The Taxpayer Bill of Rights is viewed by some as a step in the right direction. Others see it as smoke and mirrors. But the wordy — yet historic — Taxpayer Relief Act of 1997 remains the largest tax-cut legislation in 16 years.
Sifting through the technical and legal language, what does the Taxpayer Bill of Rights mean to the average business owner?
“The bill has some good aspects to it, but it is a lot of smoke and mirrors,” said Walt Dallas, tax attorney and partner with Barnes Broom Dallas & McLeod PLLC. “It’s less substantive than reports indicate.”
The act covers improvements in capital gains, Roth IRAs, child credits, estate tax reductions, education tax incentives and other provisions, totaling more than 40 rule changes.
“A lot of areas were particularly beneficial, especially from an accounting viewpoint,” said Woody York, tax partner at Arthur Andersen LLP in Jackson. “The act allows taxpayers to talk about transactions with their accountants without being concerned, for the most part, about confidentiality.”
There are benefits
Who benefits? Innocent spouses, for starters.
“Allowances have been made for innocent spouses, where one spouse is not penalized for debt of another spouse,” York said. “This particularly helps with cases of estrangement or divorce.”
Worried about a home being seized? The IRS cannot seize the personal residence of a taxpayer to satisfy a tax liability of $5,000 or less. That’s double what it was.
“It has typically not been the policy of the IRS to seize personal residences anyway,” said Dallas, “It’s a very rare occurrence when it happens.”
If tax liability does not exceed $10,000, the IRS must enter into an installment agreement with an individual who requests it, if their tax returns have been filed promptly and accurately within the last five years. “The IRS has to provide that opportunity,” York said.
In the past, the IRS did not have to give an explanation if they deemed it necessary to keep your refund.
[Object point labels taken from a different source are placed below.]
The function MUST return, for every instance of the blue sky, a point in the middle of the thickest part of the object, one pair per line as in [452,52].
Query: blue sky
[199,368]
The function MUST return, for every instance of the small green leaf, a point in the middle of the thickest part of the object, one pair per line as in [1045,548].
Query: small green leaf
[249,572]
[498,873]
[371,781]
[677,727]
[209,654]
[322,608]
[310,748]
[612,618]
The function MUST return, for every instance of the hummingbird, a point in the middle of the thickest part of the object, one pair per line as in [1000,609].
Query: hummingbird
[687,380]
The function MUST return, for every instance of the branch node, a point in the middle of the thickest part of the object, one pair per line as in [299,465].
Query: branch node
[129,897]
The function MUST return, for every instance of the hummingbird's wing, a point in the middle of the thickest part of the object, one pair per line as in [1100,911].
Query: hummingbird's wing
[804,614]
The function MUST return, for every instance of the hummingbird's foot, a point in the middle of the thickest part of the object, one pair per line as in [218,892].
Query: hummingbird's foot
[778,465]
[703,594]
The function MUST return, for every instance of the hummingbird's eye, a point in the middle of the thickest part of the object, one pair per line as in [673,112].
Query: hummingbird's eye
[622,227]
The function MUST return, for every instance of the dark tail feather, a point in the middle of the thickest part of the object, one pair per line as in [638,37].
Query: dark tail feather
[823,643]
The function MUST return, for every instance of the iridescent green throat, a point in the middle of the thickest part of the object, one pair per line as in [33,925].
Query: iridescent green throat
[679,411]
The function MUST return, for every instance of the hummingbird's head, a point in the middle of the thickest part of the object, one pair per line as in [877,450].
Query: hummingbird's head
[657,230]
Under this act, the IRS has to provide a reason. “That happens quite often when a refund is requested and the IRS does not refund it because they disagree,” York said.
“There are many provisions that the small business owner will find very beneficial,” he said.
For example, the taxpayer can collect attorney’s fees if the taxpayer wins a case against the IRS.
“The IRS has always had this provision but the act provides a little more flexibility,” Dallas said. “If, for example, the IRS is being stubborn on an issue and does not compromise, and if the taxpayer wins, the taxpayer can collect attorney’s fees.”
The act allowed a statute of limitations in the estate and gift area, Dallas said.
“You used to file a gift tax return and the IRS could come back 20 to 30 years later,” he said. “Now, once you file a gift tax return and make proper disclosure, that gift tax statute of limitation runs.”
The interest rate is now the same for over and under payments — about 5% to 6%, he said.
The small case calendar has been increased from $10,000 to $50,000, which will be “a nice help to smaller taxpayers if the court system can hold it,” Dallas said.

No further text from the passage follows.